DPMs take a special course in Podiopathic manipulative medicine and learn that if you manually wiggle certain toes, it relives pressure to the respiratory system. It has to be said in conjunction with "this little piggy", otherwise it produces only placebo effects.

(joking)
Because orthopods aren't any good at wound care, vascular issues, nails, etc. Orthopods tend to focus on surgical issues and push everything else off to others. Podiatrists take a more all-inclusive view of the foot.
 
  • Like
Reactions: 1 user
Because orthopods aren't any good at wound care, vascular issues, nails, etc. Orthopods tend to focus on surgical issues and push everything else off to others. Podiatrists take a more all-inclusive view of the foot.

Will all due respect, that seems like a reach, for at least the wound care part. We need an MD or DO here to confirm.
 
Do you think ortho sees and treats wounds apart from surgical site dehiscence with any regularity?
Ortho basically only deals with things they can surgically manage. If it won't require surgical intervention, it gets bounced out to a wound care clinic, PT, OT, neurology, or sports med, depending on the nature of the issue.
 
  • Like
Reactions: 2 users
Ortho basically only deals with things they can surgically manage. If it won't require surgical intervention, it gets bounced out to a wound care clinic, PT, OT, neurology, or sports med, depending on the nature of the issue.
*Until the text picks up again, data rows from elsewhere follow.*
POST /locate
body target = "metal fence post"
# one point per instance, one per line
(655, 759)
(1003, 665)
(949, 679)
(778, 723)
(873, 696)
This describes the ortho I work for very well--- I don't know how many times I've had to tell the receptionist what can be scheduled and what should never end up on his schedule, like anything diabetic foot related. He sees limited foot cases (he'll do the occasional bunion and foot/ankle fx, etc). If the patient keeps coming back (not improving) and it's not something he thinks needs surgery or he doesn't want to operate on them, he often refers it out to a DPM or F&A ortho if insurance won't cover podiatry. If something requiring wound care comes in, they get sent to the wound care clinic. He tells me all the time that he's surprised I want to go into podiatry and asks if I'm sure because he says it's just not something he could do.
 
Last edited:
  • Like
Reactions: 3 users
Our podiatrist are easier to work with than ortho, are very good, and intervene quicker. I call them first.